3 men's bid for separate trials denied Defendants face drug charges


An Anne Arundel Circuit judge denied yesterday a request to try three men separately on charges that they were the kingpins in one of the biggest drug rings in county history.

Judge H. Chester Goudy Jr. agreed with prosecutors that the evidence -- hundreds of pounds of marijuana -- against James M. Emory, 47, of Pasadena; Roger Lee Emory, 43, of Glen Burnie; and Philip Dulany, 48, of Pasadena, is identical and could be used against any of them.

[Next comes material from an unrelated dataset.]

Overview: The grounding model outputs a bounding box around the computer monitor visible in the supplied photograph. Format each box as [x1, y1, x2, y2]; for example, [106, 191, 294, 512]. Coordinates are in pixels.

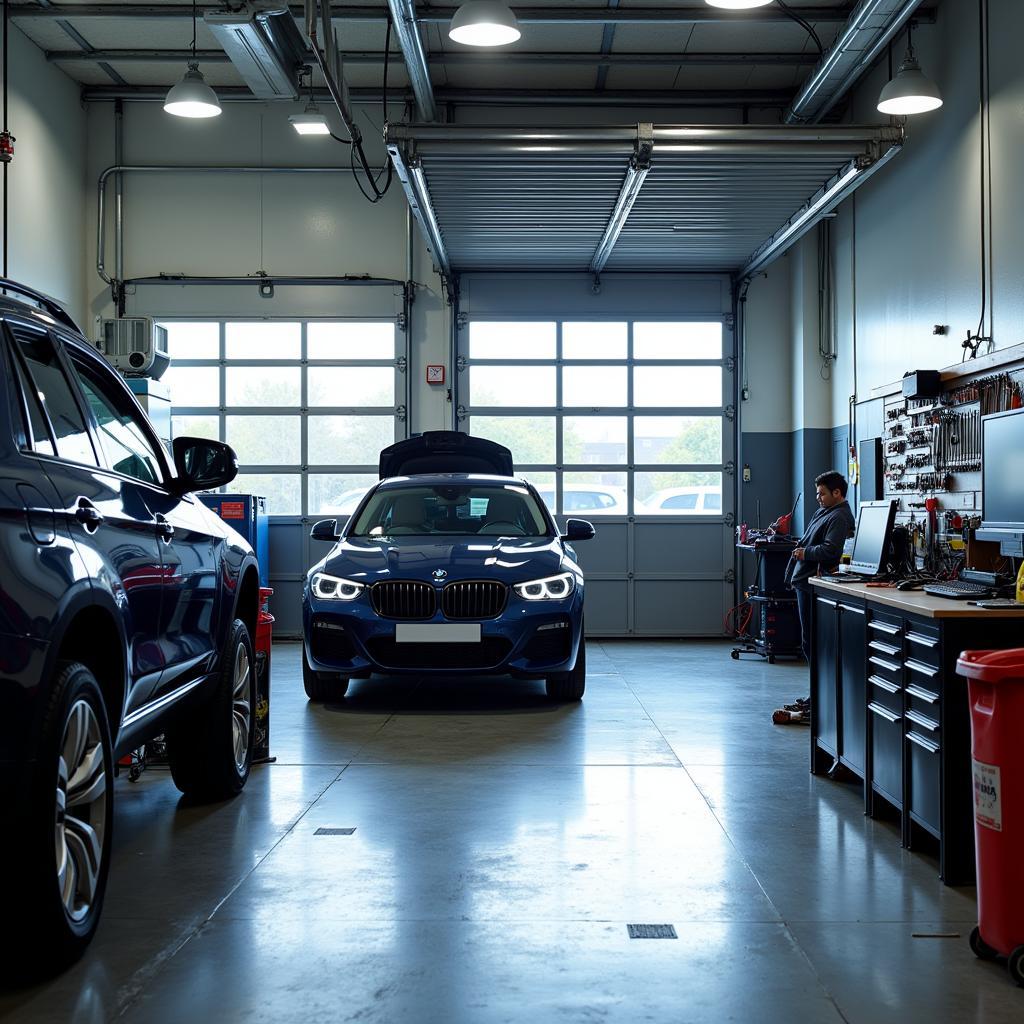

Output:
[978, 409, 1024, 542]
[850, 499, 896, 575]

Gerald K. Anders, deputy state's attorney, argued that separate trials are required under Maryland law only when the defense can prove that the evidence against one defendant would be inadmissible against another.

"The fact that they might point the finger at one another, the fact that they might implicate each other, the courts have said, that's just too bad," he said.

But Mr. Anders agreed to prosecute separately the charges of possession of cocaine and possession with intent to distribute cocaine filed against Mr. Dulany. All the other charges against the three involve marijuana, he said.

That trial is scheduled to start March 30.

Judge Goudy also turned down a request by Howard I. Cardin, Mr. Dulany's attorney, to rule illegal a search warrant police used to seize marijuana still in a Millersville storage locker two weeks after the men were arrested Oct. 29.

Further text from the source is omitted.